Que se passe-t-il dans cette tête? Christophe Gallaz, en vacances dans le cerveau présidentiel, nous envoie une carte postale.

«Voilà, je reviens de Chine. Je n’ai jamais autant voyagé. Il est étrange de devenir si brusquement président. Tout se dilate d’un coup autour de vous. La planète, maintenant, je suis bien obligé d’en faire mon affaire.

»Ce job m’a longtemps effrayé. J’ai tout de suite éprouvé le sentiment de basculer dans l’inconnu. Heureusement que j’ai le Texas et papa, avec sa bande d’amis. Heureusement, aussi, depuis les attentats, que j’ai le peuple américain tout entier. Je n’ai plus besoin de jouer ni l’intelligent, en mimant la maîtrise de mes dossiers, ni l’imbécile, en essayant de rendre mes bévues pittoresques.

»Evidemment, c’est moi qui m’exprime et qui me montre.

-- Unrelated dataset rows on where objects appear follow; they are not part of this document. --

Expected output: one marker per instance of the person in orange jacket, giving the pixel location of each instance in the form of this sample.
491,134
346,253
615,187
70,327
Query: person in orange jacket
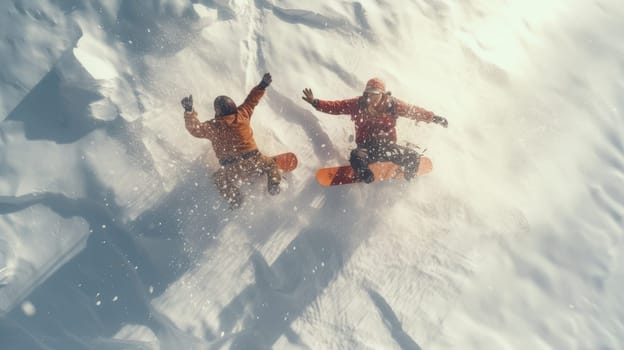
232,140
375,114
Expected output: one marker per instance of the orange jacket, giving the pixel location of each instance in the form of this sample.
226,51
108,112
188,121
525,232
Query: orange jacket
231,135
380,126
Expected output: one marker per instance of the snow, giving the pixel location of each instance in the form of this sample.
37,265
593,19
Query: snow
113,237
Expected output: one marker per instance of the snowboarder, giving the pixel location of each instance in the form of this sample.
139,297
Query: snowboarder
232,141
375,114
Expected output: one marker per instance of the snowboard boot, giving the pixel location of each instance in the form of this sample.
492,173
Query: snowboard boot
273,180
365,174
359,163
411,167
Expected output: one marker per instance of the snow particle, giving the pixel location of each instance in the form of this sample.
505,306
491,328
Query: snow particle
28,309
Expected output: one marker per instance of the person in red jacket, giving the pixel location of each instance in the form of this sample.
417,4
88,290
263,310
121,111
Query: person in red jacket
375,114
233,143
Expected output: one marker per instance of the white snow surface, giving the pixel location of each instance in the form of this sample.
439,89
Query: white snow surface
112,235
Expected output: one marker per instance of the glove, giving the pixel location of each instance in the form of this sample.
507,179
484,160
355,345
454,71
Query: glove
187,103
440,120
266,81
308,96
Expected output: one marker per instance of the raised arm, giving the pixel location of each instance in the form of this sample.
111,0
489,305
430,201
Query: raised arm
252,100
418,113
413,112
349,106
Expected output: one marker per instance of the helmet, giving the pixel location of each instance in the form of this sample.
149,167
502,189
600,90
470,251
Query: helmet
375,86
223,106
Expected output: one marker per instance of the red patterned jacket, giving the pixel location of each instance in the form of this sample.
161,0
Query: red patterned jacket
377,126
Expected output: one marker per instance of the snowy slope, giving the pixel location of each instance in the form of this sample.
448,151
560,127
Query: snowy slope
112,236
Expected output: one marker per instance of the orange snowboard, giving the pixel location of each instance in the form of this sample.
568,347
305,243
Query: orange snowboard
286,161
343,175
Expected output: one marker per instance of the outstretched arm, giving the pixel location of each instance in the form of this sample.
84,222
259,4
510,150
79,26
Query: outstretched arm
418,113
330,107
252,100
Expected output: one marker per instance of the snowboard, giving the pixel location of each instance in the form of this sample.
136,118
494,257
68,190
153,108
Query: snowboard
286,161
343,175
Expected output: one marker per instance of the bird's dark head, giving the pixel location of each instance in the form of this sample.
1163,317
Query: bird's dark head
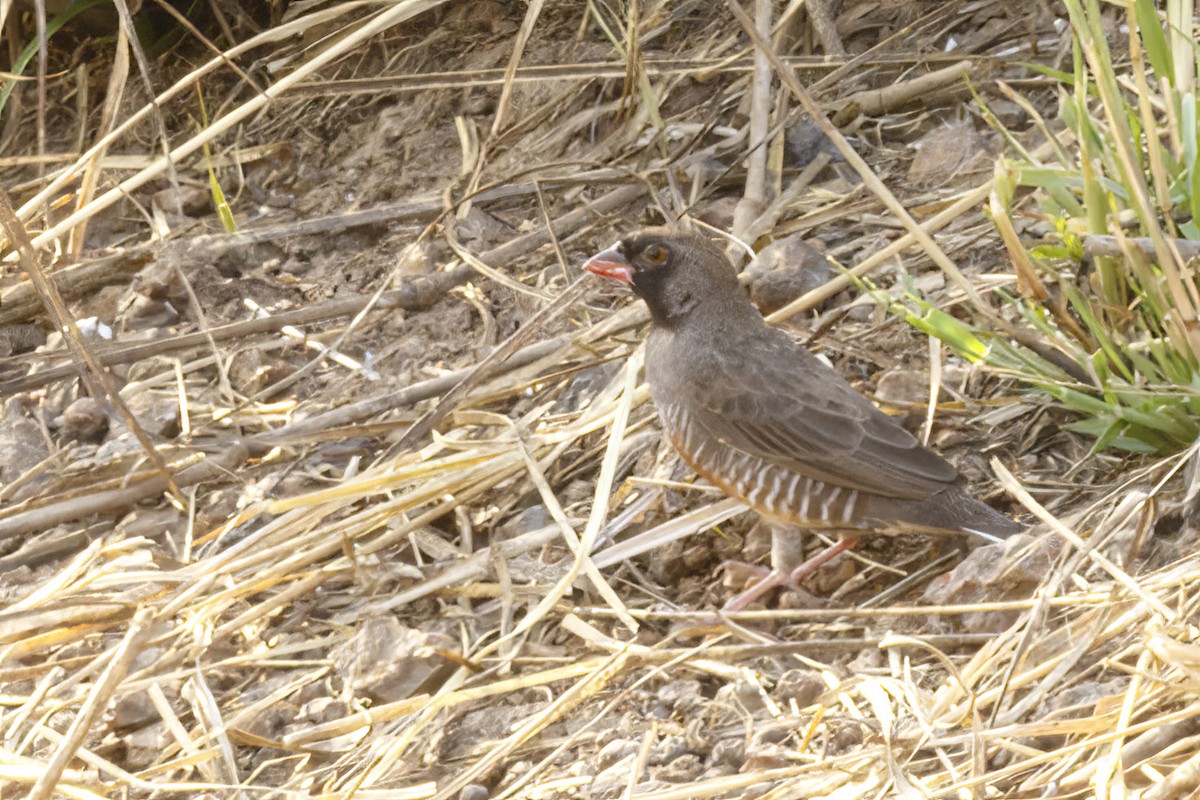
673,271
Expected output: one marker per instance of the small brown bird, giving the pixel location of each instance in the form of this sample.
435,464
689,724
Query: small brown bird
771,423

On me surveille. On me guette. Mais tout me semble aujourd’hui plus facile. Nous sommes solidaires, et pour longtemps. Même en Chine, les choses se sont passées simplement. Je m’exprime aujourd’hui partout très exactement comme je me suis toujours exprimé, au naturel, à la texane, et hop!, ça passe comme à la maison.

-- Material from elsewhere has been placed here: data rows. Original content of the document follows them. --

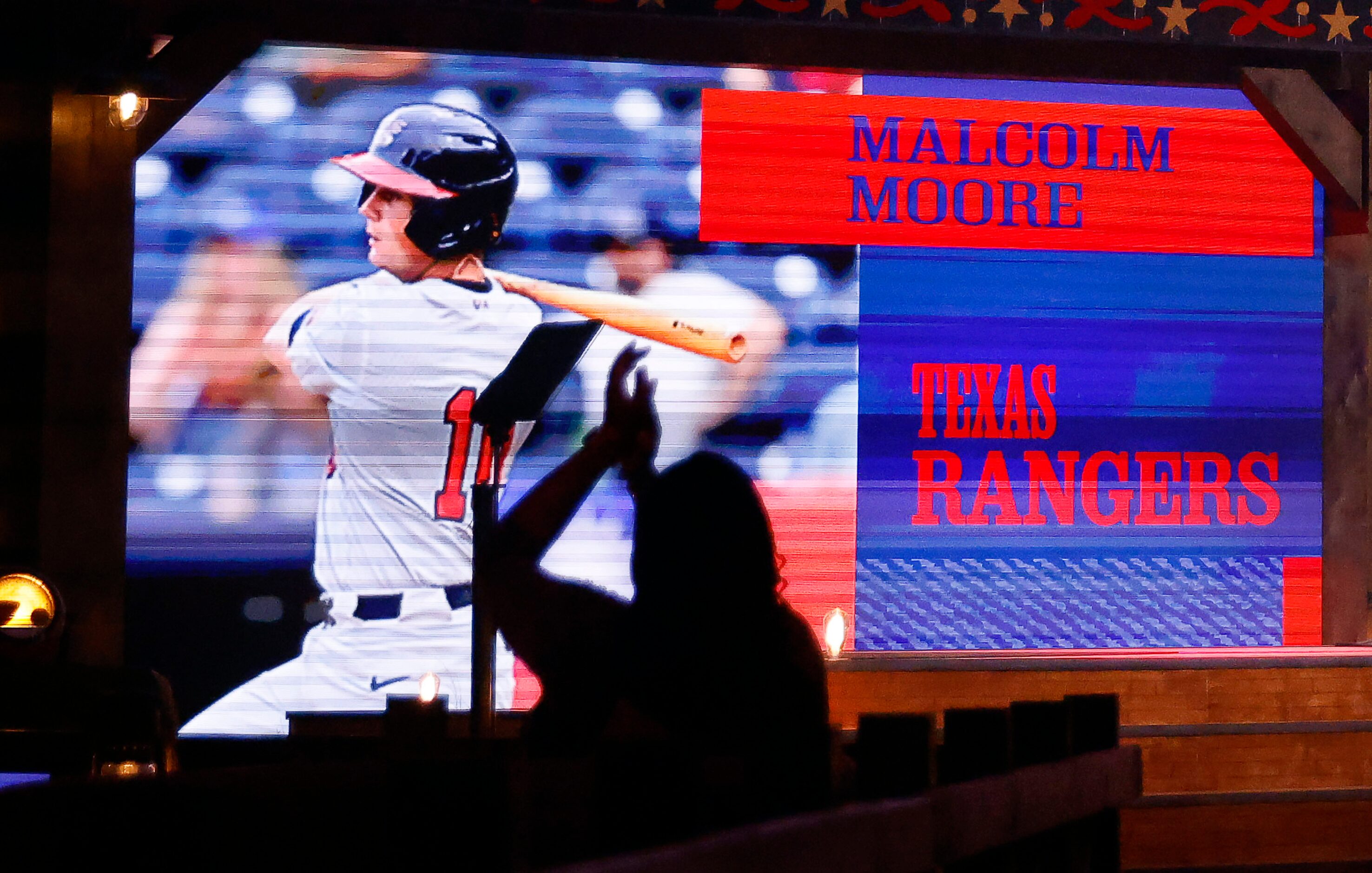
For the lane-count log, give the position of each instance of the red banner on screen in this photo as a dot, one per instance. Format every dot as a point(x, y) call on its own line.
point(802, 168)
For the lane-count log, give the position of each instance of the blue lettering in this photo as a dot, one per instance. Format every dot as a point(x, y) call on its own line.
point(1044, 156)
point(930, 131)
point(1134, 143)
point(888, 197)
point(1093, 147)
point(940, 201)
point(965, 146)
point(1010, 204)
point(959, 195)
point(1057, 204)
point(862, 133)
point(1002, 136)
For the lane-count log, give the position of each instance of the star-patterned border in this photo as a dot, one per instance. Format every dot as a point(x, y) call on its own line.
point(1342, 25)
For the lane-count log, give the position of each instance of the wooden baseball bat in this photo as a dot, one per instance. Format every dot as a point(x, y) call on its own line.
point(632, 316)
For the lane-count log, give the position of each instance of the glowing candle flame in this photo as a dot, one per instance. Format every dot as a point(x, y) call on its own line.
point(429, 687)
point(128, 106)
point(128, 109)
point(836, 630)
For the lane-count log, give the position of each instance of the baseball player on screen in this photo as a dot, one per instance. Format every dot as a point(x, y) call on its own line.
point(400, 356)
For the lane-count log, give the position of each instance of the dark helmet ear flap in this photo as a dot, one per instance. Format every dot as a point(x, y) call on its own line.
point(367, 191)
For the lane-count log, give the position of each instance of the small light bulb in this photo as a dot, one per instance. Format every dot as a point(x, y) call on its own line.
point(128, 109)
point(429, 687)
point(836, 632)
point(128, 106)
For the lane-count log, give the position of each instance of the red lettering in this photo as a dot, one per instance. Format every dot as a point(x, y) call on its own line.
point(927, 381)
point(1043, 382)
point(928, 486)
point(995, 474)
point(986, 377)
point(452, 503)
point(1260, 489)
point(1091, 486)
point(1017, 410)
point(1198, 488)
point(959, 381)
point(1153, 488)
point(1061, 493)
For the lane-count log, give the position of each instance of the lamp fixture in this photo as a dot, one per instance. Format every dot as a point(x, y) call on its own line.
point(429, 688)
point(26, 606)
point(836, 633)
point(127, 110)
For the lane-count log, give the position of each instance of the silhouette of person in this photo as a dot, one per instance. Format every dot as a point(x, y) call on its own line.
point(707, 656)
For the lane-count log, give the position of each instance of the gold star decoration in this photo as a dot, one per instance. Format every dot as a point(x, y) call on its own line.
point(1339, 22)
point(1176, 15)
point(1012, 7)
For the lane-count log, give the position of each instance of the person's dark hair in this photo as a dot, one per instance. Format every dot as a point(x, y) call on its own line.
point(703, 536)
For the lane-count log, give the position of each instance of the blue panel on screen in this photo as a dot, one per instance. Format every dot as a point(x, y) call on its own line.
point(1167, 360)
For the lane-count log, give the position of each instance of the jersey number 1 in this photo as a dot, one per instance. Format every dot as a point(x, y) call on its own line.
point(452, 503)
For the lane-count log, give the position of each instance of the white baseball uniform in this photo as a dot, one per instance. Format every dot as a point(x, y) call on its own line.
point(400, 365)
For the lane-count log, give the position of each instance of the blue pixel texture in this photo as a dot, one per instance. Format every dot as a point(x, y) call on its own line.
point(1010, 603)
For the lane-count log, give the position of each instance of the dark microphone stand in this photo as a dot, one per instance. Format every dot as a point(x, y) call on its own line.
point(518, 394)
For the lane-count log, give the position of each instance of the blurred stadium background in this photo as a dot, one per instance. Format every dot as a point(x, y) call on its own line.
point(220, 523)
point(604, 149)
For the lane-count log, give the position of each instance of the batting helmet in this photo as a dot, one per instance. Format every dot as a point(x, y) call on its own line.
point(456, 166)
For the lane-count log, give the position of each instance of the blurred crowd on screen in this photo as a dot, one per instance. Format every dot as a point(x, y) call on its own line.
point(241, 212)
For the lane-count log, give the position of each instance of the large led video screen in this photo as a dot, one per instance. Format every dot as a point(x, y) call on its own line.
point(1028, 364)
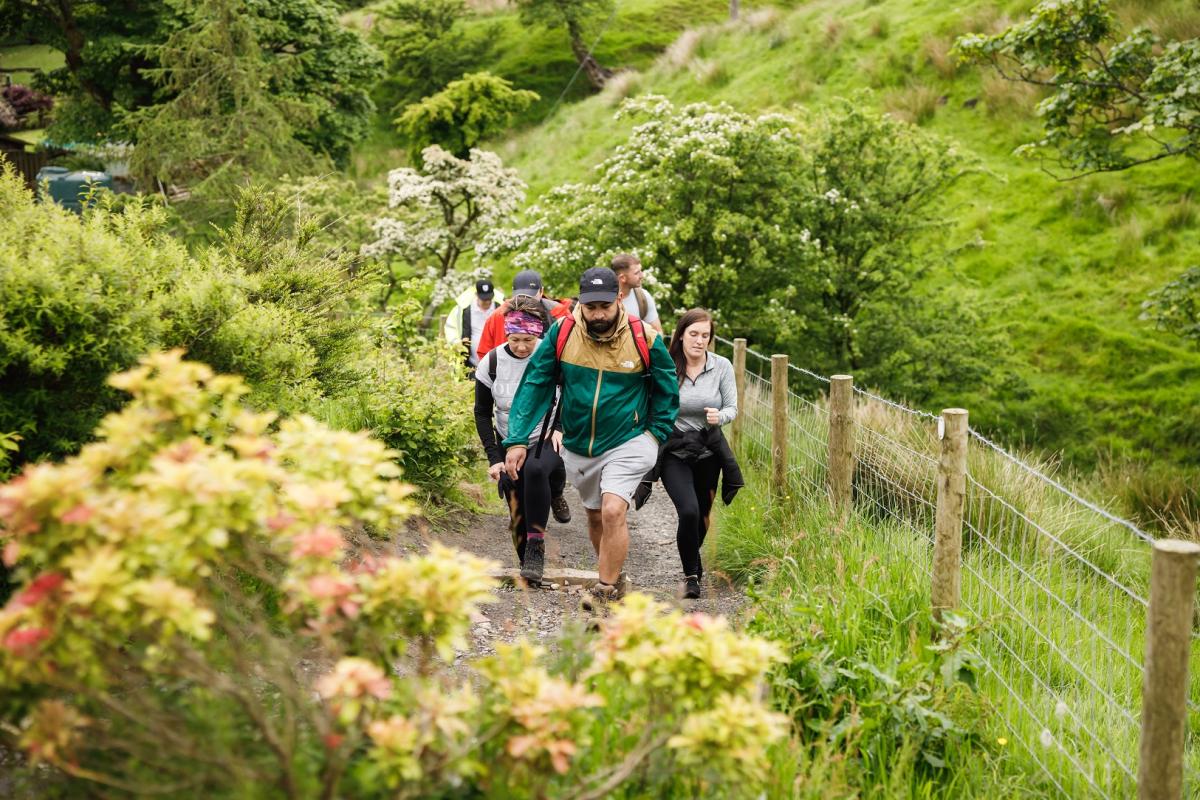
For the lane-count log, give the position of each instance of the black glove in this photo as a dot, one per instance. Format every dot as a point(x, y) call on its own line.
point(642, 493)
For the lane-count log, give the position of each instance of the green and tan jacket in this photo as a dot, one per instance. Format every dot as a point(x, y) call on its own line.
point(605, 401)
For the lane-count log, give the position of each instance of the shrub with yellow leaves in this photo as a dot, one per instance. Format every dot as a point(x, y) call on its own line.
point(201, 617)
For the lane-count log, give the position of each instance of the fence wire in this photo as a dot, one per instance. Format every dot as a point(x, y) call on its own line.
point(1060, 584)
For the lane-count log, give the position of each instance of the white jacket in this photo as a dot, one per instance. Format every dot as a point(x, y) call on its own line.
point(453, 330)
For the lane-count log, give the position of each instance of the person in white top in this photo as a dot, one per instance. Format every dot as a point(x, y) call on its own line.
point(466, 323)
point(637, 301)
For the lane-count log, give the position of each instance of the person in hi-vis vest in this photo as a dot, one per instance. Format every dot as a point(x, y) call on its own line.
point(466, 323)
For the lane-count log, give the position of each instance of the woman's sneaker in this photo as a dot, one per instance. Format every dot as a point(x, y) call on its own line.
point(561, 510)
point(534, 560)
point(598, 597)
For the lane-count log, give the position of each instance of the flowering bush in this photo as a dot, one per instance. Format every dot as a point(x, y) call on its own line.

»Je dois l’avouer: le fait que les terroristes nous aient élus comme la puissance mondiale à détruire représente une déclaration de jalousie prodigieusement rentable. Depuis le 11 septembre, je suis encore plus fier qu’auparavant d’être Américain, de pouvoir l’être et de pouvoir le dire en face de tous mes interlocuteurs. L’identité des Américains rayonne en soi comme une victoire.

»Ben Laden nous rend service. Je sais que nous l’avons fabriqué voici quelques années, par le biais de la CIA. Et je sais maintenant qu’il nous rembourse. C’est lui qui fabrique notre élan et fortifie notre pouvoir dans le monde, y compris dans cette Europe où Tony Blair s’agite comme un caporal zélé. Je joue sur du velours. Voyez Kyoto, ces interdictions de prospection pétrolière en Alaska, ou ces critiques qu’on nous adressait de produire le tiers de la pollution mondiale. Fini, tout cela. J’incarne une morale justicière qui dissimule totalement le fait que je n’incarne aucune morale d’une autre sorte.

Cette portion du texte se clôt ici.